When Wayne and Bonnie Johnstone surveyed their burnt paddocks after last year’s St Patrick’s Day fires, it didn’t take long for revival mode to kick in.
On the Sunday morning after the blaze which destroyed 75 per cent of their land near Terang, they weren’t sure what to do, but pretty soon a clear direction emerged.
“On Monday a crew came in and said, ‘where do we start cleaning up’,” Wayne said.
“They were just people going past. It was happening everywhere and it was so uplifting. From that day on, I realised I had to be organised so I started buying posts and buying wire and working out a plan.”
“Every time you’d get a bit down, someone would be knocking on the door saying what can we do?’ ” Bonnie said.
Wayne warned Bonnie that the feed bills might be horrifying but he was determined to be proactive and get the farm back to full capacity as soon as possible.
Bonnie agreed: “In the long run you’ve got to make milk to make money.”
On Tuesday, Wayne organised a nutritionist, bought 400 tonnes of hay and sent 150 cows to South Australia on agistment.
“There were two ways we could go and I picked maintaining production. That was possible because we had good support from staff and friends and volunteers,” he said.
“We couldn’t be more appreciative of footy clubs, cricket clubs, Lions clubs, racing clubs and everyone. It set us up to be well on the road to recovery.”
As soon as the fire became a threat, the cows were yarded in a safe zone.
“I had a bit of luck,” Wayne said. “I had forgotten about 100 cows, we went down the next day expecting to find them dead and they were just standing there.
“We were strip grazing the dry cows, which is good summer management, and the paddocks were so bare the cows could stand on a dry area and the fire went around them.”
The farm was lucky compared to some, losing land and fences but all major infrastructure, three houses, 300 bales of hay and all cows were saved.

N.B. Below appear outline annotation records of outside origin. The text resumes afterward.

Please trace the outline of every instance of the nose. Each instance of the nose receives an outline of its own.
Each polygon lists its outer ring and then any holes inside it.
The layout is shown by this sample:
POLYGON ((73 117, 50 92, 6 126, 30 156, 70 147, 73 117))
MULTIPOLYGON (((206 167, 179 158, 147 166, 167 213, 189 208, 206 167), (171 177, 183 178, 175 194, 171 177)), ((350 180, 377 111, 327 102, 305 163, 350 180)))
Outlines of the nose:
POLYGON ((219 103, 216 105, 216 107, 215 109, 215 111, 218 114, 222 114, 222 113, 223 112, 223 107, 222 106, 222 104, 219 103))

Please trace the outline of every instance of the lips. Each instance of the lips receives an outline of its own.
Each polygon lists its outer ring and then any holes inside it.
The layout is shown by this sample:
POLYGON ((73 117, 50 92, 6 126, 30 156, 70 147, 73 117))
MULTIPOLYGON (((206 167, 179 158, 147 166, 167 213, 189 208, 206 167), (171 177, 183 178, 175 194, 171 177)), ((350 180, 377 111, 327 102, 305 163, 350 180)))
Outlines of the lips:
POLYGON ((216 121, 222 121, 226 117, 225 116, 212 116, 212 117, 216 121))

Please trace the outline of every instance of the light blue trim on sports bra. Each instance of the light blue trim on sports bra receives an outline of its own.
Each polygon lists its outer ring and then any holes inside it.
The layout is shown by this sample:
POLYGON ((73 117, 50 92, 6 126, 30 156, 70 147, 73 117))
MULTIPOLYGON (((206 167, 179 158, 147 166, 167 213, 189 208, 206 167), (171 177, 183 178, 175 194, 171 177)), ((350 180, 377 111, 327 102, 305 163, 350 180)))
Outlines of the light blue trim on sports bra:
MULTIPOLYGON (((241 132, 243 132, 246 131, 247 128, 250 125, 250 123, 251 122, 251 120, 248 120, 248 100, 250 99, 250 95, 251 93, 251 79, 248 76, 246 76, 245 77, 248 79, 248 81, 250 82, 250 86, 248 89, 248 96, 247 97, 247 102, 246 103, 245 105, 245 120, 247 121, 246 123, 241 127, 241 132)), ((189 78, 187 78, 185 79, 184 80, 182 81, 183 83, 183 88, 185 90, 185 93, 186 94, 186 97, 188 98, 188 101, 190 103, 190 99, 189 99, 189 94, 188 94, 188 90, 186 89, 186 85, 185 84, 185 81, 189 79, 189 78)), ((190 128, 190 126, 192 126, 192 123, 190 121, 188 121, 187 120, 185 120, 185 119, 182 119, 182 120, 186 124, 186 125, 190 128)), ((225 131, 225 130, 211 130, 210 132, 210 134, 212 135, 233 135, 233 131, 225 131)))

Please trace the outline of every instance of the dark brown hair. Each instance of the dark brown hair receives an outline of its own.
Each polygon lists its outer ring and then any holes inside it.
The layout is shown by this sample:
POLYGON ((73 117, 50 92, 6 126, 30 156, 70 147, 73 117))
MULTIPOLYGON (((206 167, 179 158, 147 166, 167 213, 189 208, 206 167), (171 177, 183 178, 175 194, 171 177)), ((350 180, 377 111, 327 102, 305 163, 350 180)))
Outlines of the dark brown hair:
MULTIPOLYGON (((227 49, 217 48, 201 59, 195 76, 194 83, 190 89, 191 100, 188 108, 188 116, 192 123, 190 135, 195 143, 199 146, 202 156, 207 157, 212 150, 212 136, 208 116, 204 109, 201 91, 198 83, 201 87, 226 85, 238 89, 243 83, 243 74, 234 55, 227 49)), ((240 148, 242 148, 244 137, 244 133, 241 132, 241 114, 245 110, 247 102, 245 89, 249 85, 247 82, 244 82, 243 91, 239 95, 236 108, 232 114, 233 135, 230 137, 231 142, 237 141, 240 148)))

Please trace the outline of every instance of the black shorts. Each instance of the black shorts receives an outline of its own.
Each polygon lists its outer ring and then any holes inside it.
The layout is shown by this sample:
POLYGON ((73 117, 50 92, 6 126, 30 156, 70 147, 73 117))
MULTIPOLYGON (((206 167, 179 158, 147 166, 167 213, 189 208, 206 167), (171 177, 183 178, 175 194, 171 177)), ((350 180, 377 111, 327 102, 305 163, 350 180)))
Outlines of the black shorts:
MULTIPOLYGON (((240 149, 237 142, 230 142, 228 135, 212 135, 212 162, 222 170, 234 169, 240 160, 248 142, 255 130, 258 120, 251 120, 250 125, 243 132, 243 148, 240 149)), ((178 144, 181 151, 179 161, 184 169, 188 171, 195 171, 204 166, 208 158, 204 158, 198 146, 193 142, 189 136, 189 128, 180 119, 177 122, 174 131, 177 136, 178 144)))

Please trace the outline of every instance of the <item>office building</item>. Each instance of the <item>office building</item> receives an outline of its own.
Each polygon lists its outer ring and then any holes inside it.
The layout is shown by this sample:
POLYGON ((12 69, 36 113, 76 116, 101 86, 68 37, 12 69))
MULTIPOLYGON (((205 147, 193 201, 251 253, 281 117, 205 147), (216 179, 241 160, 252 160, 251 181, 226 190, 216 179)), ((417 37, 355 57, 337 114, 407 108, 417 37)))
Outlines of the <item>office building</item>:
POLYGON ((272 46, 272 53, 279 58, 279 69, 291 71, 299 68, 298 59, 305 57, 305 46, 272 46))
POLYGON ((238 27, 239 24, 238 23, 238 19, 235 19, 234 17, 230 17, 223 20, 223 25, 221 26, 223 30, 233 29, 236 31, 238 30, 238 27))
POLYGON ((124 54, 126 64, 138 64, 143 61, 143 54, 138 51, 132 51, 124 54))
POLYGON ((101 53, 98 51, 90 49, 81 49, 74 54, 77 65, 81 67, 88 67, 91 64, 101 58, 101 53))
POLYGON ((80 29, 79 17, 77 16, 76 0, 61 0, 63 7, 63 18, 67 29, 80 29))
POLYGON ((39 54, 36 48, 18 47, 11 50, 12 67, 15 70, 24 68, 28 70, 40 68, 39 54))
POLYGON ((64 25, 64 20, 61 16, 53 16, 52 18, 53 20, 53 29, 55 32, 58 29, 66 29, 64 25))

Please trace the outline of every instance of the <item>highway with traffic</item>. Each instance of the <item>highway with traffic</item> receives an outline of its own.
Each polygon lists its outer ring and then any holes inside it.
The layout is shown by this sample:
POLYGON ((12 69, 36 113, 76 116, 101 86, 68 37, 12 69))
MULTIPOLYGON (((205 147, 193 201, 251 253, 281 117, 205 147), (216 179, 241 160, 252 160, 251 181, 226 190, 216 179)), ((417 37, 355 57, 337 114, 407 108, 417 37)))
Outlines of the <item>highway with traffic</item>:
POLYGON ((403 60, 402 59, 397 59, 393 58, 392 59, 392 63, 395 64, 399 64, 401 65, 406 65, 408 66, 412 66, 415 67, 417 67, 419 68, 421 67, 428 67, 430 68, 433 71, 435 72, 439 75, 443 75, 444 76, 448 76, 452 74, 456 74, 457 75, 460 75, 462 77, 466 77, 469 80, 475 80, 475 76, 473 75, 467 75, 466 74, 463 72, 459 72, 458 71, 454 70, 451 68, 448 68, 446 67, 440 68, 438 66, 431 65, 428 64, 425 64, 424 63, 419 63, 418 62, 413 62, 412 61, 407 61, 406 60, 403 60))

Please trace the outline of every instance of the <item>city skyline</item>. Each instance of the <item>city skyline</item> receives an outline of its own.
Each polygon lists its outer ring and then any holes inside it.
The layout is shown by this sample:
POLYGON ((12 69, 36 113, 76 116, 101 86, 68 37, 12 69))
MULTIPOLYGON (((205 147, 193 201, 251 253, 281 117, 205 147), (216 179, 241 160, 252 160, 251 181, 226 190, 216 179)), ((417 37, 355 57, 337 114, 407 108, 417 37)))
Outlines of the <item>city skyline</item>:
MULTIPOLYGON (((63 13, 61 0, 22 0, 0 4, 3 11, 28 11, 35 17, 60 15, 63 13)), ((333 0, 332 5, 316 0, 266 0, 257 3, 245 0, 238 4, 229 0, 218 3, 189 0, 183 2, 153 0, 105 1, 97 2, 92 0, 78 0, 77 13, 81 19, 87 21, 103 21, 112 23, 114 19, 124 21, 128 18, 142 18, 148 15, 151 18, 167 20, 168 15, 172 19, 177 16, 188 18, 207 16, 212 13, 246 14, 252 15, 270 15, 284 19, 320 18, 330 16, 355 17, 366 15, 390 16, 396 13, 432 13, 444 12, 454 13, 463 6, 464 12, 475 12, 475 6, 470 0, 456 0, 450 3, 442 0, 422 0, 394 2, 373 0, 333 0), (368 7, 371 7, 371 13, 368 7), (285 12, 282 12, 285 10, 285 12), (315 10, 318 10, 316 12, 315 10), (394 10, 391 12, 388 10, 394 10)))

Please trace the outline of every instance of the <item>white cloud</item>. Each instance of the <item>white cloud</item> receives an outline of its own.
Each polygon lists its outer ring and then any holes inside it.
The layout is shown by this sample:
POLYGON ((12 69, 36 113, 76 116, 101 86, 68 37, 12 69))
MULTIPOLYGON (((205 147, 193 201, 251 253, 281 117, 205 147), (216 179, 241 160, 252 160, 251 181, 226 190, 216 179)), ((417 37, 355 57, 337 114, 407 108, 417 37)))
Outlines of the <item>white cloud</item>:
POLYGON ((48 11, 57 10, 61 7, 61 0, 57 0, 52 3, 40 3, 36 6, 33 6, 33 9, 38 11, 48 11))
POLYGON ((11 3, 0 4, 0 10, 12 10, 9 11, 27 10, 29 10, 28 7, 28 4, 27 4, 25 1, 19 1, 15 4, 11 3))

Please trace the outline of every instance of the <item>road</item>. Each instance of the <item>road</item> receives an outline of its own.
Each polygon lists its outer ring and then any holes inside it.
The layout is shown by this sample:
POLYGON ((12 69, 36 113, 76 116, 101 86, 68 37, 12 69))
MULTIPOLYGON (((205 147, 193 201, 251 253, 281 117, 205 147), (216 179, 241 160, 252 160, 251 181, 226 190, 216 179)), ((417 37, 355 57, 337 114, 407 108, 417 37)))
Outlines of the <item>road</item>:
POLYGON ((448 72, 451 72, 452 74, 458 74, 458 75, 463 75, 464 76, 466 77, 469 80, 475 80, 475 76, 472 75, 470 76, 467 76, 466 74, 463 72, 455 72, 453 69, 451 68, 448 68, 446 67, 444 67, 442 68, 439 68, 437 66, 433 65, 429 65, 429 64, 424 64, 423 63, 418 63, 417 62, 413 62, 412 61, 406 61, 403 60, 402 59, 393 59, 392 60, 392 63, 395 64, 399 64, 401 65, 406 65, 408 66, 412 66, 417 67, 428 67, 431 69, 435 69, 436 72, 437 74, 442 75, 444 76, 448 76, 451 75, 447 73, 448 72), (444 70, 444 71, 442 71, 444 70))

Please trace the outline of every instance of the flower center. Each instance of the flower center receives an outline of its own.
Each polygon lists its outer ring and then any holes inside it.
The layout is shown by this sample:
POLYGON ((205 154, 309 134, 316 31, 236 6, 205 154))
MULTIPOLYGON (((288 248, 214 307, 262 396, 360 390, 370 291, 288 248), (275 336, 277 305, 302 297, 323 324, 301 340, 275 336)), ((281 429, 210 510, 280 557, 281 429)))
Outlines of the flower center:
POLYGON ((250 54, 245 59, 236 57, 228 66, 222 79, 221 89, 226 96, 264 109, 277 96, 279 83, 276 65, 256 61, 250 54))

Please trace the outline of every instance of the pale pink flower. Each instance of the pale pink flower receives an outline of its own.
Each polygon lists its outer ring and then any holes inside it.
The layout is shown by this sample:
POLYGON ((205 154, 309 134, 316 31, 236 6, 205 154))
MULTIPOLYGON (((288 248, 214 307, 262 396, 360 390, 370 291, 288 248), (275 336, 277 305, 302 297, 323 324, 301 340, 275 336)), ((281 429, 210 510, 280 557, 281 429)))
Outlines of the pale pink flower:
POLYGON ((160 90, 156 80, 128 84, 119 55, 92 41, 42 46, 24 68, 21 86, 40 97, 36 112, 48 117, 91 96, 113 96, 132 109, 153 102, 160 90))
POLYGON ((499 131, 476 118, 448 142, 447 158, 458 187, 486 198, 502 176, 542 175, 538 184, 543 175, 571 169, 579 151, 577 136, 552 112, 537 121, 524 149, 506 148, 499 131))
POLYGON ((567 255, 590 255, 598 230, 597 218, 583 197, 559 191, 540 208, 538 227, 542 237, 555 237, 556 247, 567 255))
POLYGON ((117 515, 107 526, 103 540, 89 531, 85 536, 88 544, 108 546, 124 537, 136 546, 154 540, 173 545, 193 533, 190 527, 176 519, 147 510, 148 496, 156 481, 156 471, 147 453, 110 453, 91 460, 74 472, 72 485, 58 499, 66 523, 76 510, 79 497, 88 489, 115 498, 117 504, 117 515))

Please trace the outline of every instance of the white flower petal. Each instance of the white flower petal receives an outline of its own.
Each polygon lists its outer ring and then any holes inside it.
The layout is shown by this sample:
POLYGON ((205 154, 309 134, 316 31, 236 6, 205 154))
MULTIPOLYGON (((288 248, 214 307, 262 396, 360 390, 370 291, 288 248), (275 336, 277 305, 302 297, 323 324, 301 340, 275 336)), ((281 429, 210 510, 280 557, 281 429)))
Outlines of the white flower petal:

About 323 ha of the 485 ha property was wiped out. “Everything died in the paddocks, not even the capeweed lived,” Wayne said.
Because the capeweed died, it was easier to regenerate pastures.
“I don’t know how many tonnes of grass seed we planted; we did the whole lot,” Wayne said.
“It meant we couldn’t graze those paddocks until they got established. We only milked from one paddock for May, June, July and had to spend a lot on bought-in feed but I didn’t want to let them slide and never catch up.”
By the middle of August, milk costs and production matched the previous year.
“That’s when we had grass, grain levels were back to normal and cows were back to normal production,” Wayne said.
Twelve months after the fires the Johnstones have a positive outlook as they continue dealing with their insurance company for compensation and plan a 2020 European tour that had to be postponed because of the damage.
“We had 70 mm of rain a fortnight ago that sparked it up and we’re fairly confident moving into the next season,” Wayne said.
At 59, Wayne is planning to reduce his load, though the fire set back those plans. Their son Daniel plans to return to the farm next year.
Wayne bought the farm 34 years ago, when he was just 25, and has tripled its size over the years.
“We had a goal to run a farm that made a profit and enabled us to live the lifestyle we wanted to achieve,” Wayne said.
“It’s still a full-on job and I love it but we love travel and camping and there’s more of that to come.”
They have four full-time staff and 700 mostly Friesian cows; which Wayne describes as “the easiest cow to look after”.
Milk production is stable, bringing in about five million litres a year. “Now that we’ve reached where we want to be with per-cow production, we want to focus on cost of production more than volume,” Wayne said.
They plan to grow more home-grown grass and cut back on inputs. Grain has been a huge input since the fires. They are well advanced in this shift and the cost of buying hay has dropped substantially.
“If it’s affordable and accessible we buy it, but it has to be a win-win,” Wayne said.
There is a strong focus on fertilising pastures and tighter rotations. “We’re getting better at cow management around the farm and working more diligently on rotations,” Wayne said.
“We’ve been able to subdivide enough that farm pasture management is a lot easier. We now have 90 paddocks of about 12 acres and we can better manage them.”
The farm grows more permanent rye-grass than annuals.
Another focus is tightening the seasonal calving which starts late April and normally covers 10 to 12 weeks.
Wayne and Bonnie have bought new out-paddocks in the past 12 months and are open to further expansion.
“Never say never when you have a 23-year-old son very keen to come home on the farm,” Wayne said.
“I love the farm and farming so hope to set it up so I can continue to take an interest, but the farm is ready for the next person to drive it.”